Situasi kesulitan akibat konflik terus terasa di Myanmar. Pemandangan puluhan orang mengantre untuk mendapatkan minyak goreng murah bersubsidi walau sedang diguyur hujan gerimis di pusat komersial di Kota Yangon misalnya, kini sudah tak asing lagi apalagi kian hari banyak komoditas menjadi langka karena kesengsaraan ekonomi melanda kota itu.

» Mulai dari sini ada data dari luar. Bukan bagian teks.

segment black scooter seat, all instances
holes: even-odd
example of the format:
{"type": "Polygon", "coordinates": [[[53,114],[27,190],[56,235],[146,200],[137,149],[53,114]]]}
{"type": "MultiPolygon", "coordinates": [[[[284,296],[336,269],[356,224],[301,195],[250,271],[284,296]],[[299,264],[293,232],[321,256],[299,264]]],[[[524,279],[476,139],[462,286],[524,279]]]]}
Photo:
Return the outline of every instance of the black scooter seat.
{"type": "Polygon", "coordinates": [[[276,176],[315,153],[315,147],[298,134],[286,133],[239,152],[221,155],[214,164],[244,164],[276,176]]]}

Perekonomian Myanmar melorot setelah terjadinya kudeta militer tahun lalu dan semakin terguncang oleh upaya junta untuk menguasai devisa serta aturan yang tidak menentu yang mengatur bisnis dan impor.

Standar hidup di negeri ini kemudiaan dihantam oleh lonjakan harga komoditas global yang dipicu oleh invasi Russia ke Ukraina, membuat banyak orang berjuang untuk bertahan hidup dan mengandalkan subsidi atau amal agar bisa memperoleh sesuap nasi.

"Orang-orang saat ini tidak dapat menghabiskan banyak pendapatan mereka untuk makanan karena harga komoditas yang lebih tinggi. Harga pasaran untuk sekitar 1,6 kilogram minyak saja kini kian meroket menjadi 9.000 kyat (4,25 dollar AS) dari tadinya hanya seharga 5.000 kyat," omel Khin Khin Than, seorang ibu rumah tangga berusia 55 tahun yang sedang mengantre agar bisa mengisi botol plastiknya dengan minyak yang dijual oleh asosiasi lokal.

"Jika hanya satu orang yang bekerja sebagai tulang punggung keluarga, maka sekeluarga itu tidak akan punya banyak uang tersisa untuk makan." imbuh dia.

Pada Juli lalu, Bank Dunia mengatakan sekitar 40 persen penduduk di Myanmar kini hidup di bawah garis kemiskinan nasional. "Inflasi indeks harga konsumen mencapai 17,3 persen tahun ke tahun pada Maret lalu," ungkap Bank Dunia.

Harga beras juga mengalami lonjakan karena kenaikan biaya transportasi dan karena para pejuang militer dan antijunta telah mengubah petak-petak negara menjadi wilayah medan pertempuran.

Bahkan surat kabar Global New Light of Myanmar yang didukung negara, hampir setiap hari memuat laporan soal kenaikan harga konsumsi seperti beras, telur, sayuran, ongkos perjalanan bus, dan sewa.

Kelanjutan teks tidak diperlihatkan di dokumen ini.